- The Washington Times - Tuesday, January 21, 2020

Senate Majority Leader Mitch McConnell said Tuesday his chamber will remain in session all night until the Senate agrees to the proposed rules being offered in the afternoon.

The statement pushes back against attempts by Senate Democrats to introduce amendments to alter the proposed rules the GOP-majority is planning to put into place.

Republicans, however, say the rules are the same as what the chamber agreed to unanimously in 1999 during President Clinton’s trial.

“I will move to table such amendments and protect our bipartisan precedent,” Mr. McConnell said.

“Can the Senate still serve our founding purpose? Can we still put fairness, even-handedness and historical precedent ahead of the partisan passions of the day?” the Kentucky Republican added.

Mr. McConnell said the only reason Democrats are now rejecting the rules many agreed to for Mr. Clinton is due to partisanship.

His comments come after Senate Minority Leader Charles E. Schumer said earlier Tuesday he will move to introduce amendments to the Senate Republicans’ resolution, demanding White House documents be subpoenaed.

The New York Democrat says the lawmakers need to see call logs and records between Mr. Trump and the Ukrainian president, and communications between White House personnel regarding the hold and eventual release of the Ukrainian military assistance.

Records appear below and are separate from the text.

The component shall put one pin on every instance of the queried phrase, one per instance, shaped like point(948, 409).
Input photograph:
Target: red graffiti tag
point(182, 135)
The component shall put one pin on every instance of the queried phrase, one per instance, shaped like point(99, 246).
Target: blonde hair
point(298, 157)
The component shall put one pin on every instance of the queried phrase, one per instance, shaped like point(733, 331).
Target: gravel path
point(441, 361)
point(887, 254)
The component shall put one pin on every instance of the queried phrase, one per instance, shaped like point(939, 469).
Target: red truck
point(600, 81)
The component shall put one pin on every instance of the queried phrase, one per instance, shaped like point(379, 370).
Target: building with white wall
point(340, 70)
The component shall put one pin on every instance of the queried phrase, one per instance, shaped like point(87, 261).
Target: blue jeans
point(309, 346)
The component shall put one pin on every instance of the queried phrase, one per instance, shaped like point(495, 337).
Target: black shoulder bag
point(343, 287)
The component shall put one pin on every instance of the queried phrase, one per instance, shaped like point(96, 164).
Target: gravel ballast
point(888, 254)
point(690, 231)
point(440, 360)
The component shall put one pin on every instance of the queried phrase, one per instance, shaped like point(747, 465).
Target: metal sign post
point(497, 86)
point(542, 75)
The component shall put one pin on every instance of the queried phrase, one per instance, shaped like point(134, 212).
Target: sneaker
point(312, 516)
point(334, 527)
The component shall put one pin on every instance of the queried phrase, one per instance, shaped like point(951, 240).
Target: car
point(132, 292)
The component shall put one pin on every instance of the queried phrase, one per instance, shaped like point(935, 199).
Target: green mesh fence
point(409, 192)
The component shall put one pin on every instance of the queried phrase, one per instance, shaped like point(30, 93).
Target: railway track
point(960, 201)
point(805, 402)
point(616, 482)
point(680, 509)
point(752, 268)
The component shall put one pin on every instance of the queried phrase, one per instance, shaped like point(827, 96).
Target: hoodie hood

“It’s very possible — even likely — that some of these communications may have been with President Trump,” Mr. Schumer told reporters. “That is why they are so important.”

He blasted Mr. McConnell’s proposed rules, which were released Monday night, which set arguments from both sides for a 24-hour period over two days, suggesting there will be presentations from 1 p.m. to the early hours of the morning for the duration of the trial.

“Why not when the sun is shining?” Mr. Schumer said. “It’s pretty obvious why not. On something as important as impeachment, McConnell’s resolution is nothing more than a national disgrace.”

He said Mr. McConnell allows for a motion to dismiss at any time, putting “many obstacles” in the path ahead of a vote for more witness testimony, which has been a central demand from Democrats ahead of the trial.

House impeachment managers and Mr. Trump will each have 24 hours to make their case for and against his impeachment during the trial, which kicks off later this week, according to the proposed rules from a senior Republican leadership aide.

The 24-hour time window is the same that President Clinton was afforded in his 1999 trial, but both sides during that time made their arguments over a three-day period.

This time, however, the proposed rules give House impeachment managers two-session days — the same as the president’s legal team, suggesting the arguments could make for long, 12-hour days.

After the arguments from both sides, senators will have 16 hours to submit written questions through Chief Justice John G. Roberts Jr., who will pose the questions to each side.

A vote on whether to call witnesses will come after the senators submit the questions. It would take 51 votes to do so. Republicans hold 53 seats, while the Democratic caucus holds 47.

Senators are expected to vote on the proposed rules during Tuesday’s session, setting arguments to begin from impeachment managers on Wednesday.